Citing George Orwell's classic novel "1984," Mr. McAlvany reminds us:
"Privacy is a major element of freedom, without which people and nations
cannot remain free. Today, we have dozens of privacy-destroying systems
being put in place by governments all over the world. They include video
camera surveillance in public places; electronic eavesdropping on
computers, phones and faxes; dozens of computerized files on each adult
American - compiled from credit card, banking, and tax records; physical
surveillance of homes, in whole areas via satellite, helicopters, and other
aircraft; the growing use of Social Security numbers to extract all kinds
of information on Americans from business, banking, and government data
cases; photo IDs required at airports; and the push by the Clinton
Administration for a computerized (smart card) national identification card
for all U.S. citizens.
"But the greatest privacy-destroying system of all, one which would have
made Big Brother's, Adolf Hitler's, Mao's, Lenin's or Stalin's mouths water
is the elimination of cash and the forcing of all citizens into the
computerized banking system for (start ital)all(end ital) transactions.
Ultimately these transactions can be monitored, recorded, profiled, and
used in 'people control.' If all of your personal transactions can be so
tracked, a socialist government bent on identifying, profiling and
controlling its 'politically incorrect' citizens or 'religious fanatics' or
Bible-believing Christians; gun owners; critics of the government; non-tax
compliers, can easily scrutinize and build a profile on such individuals.

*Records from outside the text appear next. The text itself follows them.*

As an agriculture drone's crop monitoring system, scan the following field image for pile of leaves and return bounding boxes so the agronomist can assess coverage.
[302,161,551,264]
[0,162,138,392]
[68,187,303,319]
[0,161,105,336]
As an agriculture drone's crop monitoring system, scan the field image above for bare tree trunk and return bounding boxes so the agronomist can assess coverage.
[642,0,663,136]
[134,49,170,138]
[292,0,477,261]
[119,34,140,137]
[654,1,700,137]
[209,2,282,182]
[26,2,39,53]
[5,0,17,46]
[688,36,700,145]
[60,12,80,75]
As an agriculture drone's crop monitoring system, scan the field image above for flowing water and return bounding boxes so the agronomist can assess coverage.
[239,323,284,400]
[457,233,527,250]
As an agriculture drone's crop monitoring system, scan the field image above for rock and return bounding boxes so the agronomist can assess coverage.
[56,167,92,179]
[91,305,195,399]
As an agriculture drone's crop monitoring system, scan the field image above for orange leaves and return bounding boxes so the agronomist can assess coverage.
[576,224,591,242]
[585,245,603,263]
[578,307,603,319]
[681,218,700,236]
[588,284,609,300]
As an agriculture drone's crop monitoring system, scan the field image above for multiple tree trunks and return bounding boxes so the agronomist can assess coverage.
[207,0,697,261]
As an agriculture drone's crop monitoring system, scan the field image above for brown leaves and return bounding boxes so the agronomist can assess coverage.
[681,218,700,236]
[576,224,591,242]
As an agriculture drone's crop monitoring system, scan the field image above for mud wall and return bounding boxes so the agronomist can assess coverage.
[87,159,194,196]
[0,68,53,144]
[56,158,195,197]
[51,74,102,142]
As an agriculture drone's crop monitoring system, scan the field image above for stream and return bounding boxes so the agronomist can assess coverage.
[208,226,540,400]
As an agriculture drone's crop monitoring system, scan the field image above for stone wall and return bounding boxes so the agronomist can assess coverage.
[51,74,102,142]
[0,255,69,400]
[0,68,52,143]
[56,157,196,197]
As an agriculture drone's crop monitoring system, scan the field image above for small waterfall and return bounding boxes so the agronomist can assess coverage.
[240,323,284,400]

It can also, in the absence of a cash-spending alternative, deny the
privilege to buy and sell to those who are politically or religiously
incorrect."
Since one of the main problems banks may have during the anticipated
computer crisis brought about by the turning of the century is clearing
checks written on other banks -- banks whose computers may not agree with
the home bank's "fix" for the transition from year date 99 to year date 00
-- Mr. McAlvany suggests that crisis might present a perfect opportunity to
effectively require bank customers to change over from paper checks to
"electronic cash."
"Remember that during the financial crisis of the 1930s, when Franklin
Roosevelt presented the American people with the alternative of a bank
holiday/gold confiscation/Draconian financial controls (start ital)or(end
ital) financial destruction, they willingly chose the former and gave up a
major portion of their financial freedom."
# # #
The removal of cash, of course, will be advertised as having many
benefits. Since drug dealers buy and sell their product with suitcases full
of hundred-dollar bills, it will be alleged that the switch will end the
drug trade (as though a multi-billion-dollar industry won't promptly hire
both fancy accountants and computer geniuses to figure out how to "go
electronic" without throwing blips on the IRS radar screens -- or as though
they won't just add newly "illegal" hundred-dollar bills to the list of
contraband they now freely move outside official channels.)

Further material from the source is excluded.